Re: stuck spin lock with many concurrent users

From: Tom Lane <tgl(at)sss(dot)pgh(dot)pa(dot)us>
To: Tatsuo Ishii <t-ishii(at)sra(dot)co(dot)jp>
Cc: Inoue(at)tpf(dot)co(dot)jp, pgsql-hackers(at)postgresql(dot)org
Subject: Re: stuck spin lock with many concurrent users
Date: 2001-07-03 19:01:05
Message-ID: 25284.994186865@sss.pgh.pa.us
Views: Raw Message | Whole Thread | Download mbox | Resend email
Thread:
Lists: pgsql-hackers

Tatsuo Ishii <t-ishii(at)sra(dot)co(dot)jp> writes:
> I added some codes into HandleDeadLock to measure how long
> LockLockTable and DeadLOckCheck calls take. Followings are the result
> in running pgbench -c 1000 (it failed with stuck spin lock
> error). "real time" shows how long they actually run (using
> gettimeofday). "user time" and "system time" are measured by calling
> getrusage. The time unit is milli second.

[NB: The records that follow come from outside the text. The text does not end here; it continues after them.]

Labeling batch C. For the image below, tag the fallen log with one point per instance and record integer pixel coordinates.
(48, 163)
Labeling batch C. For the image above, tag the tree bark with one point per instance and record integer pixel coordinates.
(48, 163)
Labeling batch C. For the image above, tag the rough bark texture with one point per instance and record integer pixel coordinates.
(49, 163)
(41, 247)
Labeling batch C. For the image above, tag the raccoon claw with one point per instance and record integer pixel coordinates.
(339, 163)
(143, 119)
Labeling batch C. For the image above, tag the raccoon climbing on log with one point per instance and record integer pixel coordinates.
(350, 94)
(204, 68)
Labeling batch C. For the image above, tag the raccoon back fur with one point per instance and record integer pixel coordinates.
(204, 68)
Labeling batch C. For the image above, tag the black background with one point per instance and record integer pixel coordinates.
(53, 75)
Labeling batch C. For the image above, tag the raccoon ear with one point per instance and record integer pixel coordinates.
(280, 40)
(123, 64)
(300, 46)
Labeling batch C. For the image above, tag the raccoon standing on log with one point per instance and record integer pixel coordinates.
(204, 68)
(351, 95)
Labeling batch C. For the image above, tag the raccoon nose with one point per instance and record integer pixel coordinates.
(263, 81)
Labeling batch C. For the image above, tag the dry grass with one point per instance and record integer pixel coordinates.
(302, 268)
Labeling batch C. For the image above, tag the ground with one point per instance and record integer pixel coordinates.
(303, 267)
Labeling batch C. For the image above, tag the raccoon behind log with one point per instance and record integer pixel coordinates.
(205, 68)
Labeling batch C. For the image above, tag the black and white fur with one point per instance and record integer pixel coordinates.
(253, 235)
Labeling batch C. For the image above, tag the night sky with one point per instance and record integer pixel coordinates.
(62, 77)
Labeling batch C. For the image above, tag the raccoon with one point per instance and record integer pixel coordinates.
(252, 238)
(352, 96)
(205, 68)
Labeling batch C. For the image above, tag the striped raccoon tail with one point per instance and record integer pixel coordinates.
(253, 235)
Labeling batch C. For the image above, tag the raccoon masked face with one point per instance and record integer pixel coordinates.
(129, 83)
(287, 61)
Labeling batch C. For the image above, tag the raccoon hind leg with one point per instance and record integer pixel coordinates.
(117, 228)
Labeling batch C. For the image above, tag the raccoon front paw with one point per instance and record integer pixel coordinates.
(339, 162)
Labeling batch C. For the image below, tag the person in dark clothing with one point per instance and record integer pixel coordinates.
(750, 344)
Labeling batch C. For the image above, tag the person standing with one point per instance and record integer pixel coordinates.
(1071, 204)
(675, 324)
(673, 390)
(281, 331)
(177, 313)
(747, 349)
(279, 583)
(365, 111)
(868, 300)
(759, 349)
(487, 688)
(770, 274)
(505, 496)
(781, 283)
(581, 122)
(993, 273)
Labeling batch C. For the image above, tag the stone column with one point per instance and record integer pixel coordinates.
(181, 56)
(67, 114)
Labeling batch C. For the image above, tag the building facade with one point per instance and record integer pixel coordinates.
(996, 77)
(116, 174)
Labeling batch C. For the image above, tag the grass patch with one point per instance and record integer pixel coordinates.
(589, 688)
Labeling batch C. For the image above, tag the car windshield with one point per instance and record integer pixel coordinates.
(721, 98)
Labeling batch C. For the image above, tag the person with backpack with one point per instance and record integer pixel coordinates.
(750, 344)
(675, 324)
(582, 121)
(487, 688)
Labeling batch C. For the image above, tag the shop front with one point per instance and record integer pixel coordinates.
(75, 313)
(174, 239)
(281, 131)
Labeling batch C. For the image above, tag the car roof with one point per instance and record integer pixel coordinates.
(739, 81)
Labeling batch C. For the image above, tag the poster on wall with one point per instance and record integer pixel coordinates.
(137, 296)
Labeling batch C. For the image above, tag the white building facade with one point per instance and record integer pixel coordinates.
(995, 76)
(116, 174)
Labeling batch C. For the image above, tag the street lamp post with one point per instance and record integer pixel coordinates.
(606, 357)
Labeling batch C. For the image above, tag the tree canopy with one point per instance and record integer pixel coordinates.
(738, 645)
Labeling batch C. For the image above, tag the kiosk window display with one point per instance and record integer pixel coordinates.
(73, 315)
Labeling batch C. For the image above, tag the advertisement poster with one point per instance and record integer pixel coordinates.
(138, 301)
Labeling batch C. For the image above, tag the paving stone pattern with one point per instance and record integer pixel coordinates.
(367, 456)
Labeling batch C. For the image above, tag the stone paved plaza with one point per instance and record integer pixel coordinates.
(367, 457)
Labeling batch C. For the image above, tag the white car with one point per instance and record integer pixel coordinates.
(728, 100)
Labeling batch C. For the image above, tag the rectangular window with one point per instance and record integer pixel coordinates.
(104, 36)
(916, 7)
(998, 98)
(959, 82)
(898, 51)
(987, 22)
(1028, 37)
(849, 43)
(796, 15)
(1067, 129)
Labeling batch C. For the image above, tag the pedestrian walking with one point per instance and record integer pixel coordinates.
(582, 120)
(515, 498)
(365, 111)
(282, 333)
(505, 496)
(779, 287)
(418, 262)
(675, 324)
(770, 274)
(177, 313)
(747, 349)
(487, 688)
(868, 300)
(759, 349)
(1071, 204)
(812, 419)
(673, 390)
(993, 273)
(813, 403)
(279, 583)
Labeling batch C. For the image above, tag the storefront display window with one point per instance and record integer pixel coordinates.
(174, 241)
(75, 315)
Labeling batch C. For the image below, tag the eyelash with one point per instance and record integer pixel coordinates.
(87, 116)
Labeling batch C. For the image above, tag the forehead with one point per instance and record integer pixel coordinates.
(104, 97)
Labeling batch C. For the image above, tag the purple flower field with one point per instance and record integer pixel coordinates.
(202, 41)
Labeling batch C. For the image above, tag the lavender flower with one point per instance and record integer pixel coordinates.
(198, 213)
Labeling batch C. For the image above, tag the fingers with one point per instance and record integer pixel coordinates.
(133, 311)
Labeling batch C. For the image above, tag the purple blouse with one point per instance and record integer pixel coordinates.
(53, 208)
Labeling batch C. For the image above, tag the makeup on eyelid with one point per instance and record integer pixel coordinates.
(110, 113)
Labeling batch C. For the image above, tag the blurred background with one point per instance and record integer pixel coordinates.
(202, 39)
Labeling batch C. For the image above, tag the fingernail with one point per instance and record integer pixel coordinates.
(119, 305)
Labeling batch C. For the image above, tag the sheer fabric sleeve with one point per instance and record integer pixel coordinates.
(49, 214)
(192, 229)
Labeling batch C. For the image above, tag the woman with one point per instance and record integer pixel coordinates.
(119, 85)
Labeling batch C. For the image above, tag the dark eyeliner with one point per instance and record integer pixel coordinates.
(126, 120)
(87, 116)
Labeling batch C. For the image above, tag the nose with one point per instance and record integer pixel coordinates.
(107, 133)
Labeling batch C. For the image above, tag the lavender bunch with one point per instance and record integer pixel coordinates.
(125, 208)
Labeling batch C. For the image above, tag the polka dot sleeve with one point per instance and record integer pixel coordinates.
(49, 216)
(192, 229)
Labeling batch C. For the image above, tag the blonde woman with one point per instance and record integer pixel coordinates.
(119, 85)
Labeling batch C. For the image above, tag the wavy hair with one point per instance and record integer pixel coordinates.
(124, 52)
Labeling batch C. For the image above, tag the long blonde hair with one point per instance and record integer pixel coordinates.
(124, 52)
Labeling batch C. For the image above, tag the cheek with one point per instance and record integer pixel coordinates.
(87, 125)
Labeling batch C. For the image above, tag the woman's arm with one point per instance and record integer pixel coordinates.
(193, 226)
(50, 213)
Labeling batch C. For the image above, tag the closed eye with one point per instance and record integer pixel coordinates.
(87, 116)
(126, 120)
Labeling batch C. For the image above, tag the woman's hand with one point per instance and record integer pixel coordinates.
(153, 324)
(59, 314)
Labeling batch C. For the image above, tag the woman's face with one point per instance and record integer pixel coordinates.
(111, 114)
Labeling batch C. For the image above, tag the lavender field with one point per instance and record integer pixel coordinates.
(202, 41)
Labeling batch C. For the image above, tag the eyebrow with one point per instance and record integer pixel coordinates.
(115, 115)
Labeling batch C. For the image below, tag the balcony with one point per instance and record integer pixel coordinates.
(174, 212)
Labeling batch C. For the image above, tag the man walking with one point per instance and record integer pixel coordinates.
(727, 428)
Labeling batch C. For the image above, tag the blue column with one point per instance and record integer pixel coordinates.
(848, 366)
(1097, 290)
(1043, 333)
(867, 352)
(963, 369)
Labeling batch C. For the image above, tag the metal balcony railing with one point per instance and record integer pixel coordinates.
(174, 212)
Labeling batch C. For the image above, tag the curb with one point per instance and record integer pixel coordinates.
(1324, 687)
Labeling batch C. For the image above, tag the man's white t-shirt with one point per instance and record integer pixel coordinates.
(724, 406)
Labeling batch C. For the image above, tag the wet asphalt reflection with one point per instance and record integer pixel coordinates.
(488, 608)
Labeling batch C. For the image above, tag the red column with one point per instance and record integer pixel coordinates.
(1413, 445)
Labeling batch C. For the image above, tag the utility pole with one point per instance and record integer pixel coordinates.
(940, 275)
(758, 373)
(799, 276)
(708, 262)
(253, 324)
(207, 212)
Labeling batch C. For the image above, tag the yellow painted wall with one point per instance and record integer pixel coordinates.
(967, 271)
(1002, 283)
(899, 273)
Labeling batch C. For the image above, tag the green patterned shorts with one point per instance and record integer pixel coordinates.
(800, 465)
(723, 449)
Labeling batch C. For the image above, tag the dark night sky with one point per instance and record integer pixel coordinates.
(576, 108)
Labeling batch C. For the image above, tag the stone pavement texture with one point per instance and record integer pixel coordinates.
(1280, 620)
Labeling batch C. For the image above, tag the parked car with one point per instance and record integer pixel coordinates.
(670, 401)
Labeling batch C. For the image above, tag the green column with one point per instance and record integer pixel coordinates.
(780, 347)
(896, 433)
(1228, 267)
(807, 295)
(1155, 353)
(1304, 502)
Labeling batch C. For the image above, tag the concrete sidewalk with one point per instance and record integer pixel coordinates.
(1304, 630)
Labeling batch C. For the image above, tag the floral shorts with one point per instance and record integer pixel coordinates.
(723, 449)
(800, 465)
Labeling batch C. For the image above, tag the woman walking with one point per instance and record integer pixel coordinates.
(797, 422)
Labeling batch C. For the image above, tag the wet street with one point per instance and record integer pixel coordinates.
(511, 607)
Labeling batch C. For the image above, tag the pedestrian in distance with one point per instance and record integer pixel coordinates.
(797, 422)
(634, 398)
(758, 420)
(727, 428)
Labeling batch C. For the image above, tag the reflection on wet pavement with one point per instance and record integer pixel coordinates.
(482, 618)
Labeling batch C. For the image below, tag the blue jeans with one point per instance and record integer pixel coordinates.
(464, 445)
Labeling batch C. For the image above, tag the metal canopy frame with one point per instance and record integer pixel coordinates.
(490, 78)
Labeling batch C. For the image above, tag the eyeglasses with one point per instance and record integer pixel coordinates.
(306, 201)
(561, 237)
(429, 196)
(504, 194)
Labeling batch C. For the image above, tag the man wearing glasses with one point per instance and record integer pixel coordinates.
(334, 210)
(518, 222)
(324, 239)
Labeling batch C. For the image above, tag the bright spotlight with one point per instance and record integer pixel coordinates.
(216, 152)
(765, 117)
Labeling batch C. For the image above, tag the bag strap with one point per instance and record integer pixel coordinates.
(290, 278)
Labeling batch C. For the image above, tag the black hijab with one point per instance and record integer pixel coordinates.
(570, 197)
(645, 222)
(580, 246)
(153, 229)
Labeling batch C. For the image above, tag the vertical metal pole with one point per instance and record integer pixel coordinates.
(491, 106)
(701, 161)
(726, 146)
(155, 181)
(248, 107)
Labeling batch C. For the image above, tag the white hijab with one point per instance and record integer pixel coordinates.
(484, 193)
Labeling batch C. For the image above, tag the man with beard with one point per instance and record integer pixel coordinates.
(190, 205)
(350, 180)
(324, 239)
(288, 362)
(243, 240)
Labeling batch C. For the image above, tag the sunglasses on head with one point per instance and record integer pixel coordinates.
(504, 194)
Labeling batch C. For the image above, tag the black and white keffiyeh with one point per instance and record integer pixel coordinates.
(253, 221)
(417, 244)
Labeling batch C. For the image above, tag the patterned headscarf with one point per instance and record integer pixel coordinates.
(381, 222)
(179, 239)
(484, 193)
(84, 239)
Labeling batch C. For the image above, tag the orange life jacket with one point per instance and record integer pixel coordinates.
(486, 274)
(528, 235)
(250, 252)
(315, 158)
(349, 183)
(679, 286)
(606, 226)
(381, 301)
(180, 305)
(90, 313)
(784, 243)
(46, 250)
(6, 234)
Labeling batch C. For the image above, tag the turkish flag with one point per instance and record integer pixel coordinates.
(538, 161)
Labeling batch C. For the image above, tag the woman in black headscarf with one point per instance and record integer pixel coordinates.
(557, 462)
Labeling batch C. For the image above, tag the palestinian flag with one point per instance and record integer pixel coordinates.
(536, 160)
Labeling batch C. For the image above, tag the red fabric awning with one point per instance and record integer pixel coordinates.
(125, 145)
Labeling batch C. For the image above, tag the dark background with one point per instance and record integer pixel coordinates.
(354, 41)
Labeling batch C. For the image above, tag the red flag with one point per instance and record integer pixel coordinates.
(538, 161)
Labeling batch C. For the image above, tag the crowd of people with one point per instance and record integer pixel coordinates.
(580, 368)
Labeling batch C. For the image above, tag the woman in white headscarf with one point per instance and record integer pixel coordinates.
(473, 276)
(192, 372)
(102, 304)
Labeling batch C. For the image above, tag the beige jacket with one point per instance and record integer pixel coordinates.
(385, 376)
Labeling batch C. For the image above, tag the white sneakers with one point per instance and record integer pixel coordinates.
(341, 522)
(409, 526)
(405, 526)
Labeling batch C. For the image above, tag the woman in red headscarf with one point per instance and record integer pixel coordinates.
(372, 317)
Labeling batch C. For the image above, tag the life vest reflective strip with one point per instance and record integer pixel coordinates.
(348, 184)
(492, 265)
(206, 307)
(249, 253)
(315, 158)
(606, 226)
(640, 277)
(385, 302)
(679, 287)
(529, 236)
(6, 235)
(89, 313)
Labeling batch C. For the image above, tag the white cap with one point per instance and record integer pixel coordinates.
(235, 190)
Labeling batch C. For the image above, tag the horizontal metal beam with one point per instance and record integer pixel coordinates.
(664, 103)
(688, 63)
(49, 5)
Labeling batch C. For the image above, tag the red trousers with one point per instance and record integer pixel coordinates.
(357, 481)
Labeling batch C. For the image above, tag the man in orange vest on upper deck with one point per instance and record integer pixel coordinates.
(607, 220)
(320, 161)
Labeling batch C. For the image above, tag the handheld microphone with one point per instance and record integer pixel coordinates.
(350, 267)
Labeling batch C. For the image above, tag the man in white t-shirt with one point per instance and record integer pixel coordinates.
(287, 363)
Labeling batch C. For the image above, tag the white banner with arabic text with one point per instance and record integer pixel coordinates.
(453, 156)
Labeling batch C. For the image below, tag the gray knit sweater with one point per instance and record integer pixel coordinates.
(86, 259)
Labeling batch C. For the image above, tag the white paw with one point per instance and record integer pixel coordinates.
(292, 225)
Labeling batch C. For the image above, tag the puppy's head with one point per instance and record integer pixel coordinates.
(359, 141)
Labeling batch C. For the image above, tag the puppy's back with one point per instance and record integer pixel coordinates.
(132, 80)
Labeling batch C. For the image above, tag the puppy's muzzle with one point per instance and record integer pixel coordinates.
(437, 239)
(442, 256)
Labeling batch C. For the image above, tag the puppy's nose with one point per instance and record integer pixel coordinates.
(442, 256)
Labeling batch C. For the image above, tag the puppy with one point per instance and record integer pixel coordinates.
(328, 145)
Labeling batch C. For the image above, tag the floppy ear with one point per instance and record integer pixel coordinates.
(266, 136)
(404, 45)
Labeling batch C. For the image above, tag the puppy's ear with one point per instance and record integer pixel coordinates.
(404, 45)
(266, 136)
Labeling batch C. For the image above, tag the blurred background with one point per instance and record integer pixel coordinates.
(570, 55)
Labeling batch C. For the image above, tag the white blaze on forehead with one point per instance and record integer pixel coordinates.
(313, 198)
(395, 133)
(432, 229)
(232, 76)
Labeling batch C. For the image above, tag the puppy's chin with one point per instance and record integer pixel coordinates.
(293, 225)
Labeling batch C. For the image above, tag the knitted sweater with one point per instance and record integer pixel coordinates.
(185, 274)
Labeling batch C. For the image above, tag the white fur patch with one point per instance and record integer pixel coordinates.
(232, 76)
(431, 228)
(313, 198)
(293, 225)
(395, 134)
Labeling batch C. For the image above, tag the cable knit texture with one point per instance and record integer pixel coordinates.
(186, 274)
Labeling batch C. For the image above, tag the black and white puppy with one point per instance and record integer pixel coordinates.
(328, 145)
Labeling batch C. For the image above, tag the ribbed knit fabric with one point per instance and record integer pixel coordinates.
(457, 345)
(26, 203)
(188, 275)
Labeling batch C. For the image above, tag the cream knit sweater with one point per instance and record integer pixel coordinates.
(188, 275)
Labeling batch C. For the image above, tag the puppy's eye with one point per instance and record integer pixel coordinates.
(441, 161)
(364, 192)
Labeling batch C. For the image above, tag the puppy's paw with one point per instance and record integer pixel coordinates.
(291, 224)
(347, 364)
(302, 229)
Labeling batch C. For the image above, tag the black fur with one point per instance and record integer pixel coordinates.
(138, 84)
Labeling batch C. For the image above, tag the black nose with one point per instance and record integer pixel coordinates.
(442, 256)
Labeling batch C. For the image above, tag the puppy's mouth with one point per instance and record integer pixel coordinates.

> LockLockTable: real time

> min | max | avg
> -----+--------+-------------------
> 0 | 867873 | 152874.9015151515

> LockLockTable: user time

> min | max | avg
> -----+-----+--------------
> 0 | 30 | 1.2121212121

> LockLockTable: system time

> min | max | avg
> -----+------+----------------
> 0 | 2140 | 366.5909090909

> DeadLockCheck: real time

> min | max | avg
> -----+-------+-----------------
> 0 | 87671 | 3463.6996197719

> DeadLockCheck: user time

> min | max | avg
> -----+-----+---------------
> 0 | 330 | 14.2205323194

> DeadLockCheck: system time

> min | max | avg
> -----+-----+--------------
> 0 | 100 | 2.5095057034

Hm. It doesn't seem that DeadLockCheck is taking very much of the time.
I have to suppose that the problem is (once again) our inefficient
spinlock code.

If you think about it, on a typical platform where processes waiting for
a time delay are released at a clock tick, what's going to be happening
is that a whole lot of spinblocked processes will all be awoken in the
same clock tick interrupt. The first one of these that gets to run will
acquire the spinlock, if it's free, and the rest will go back to sleep
and try again at the next tick. This could be highly unfair depending
on just how the kernel's scheduler works --- for example, one could
easily believe that the waiters might be awoken in process-number order,
in which case backends with high process numbers might never get to
acquire the spinlock, or at least would have such low probability of
winning that they are prone to "stuck spinlock" timeout.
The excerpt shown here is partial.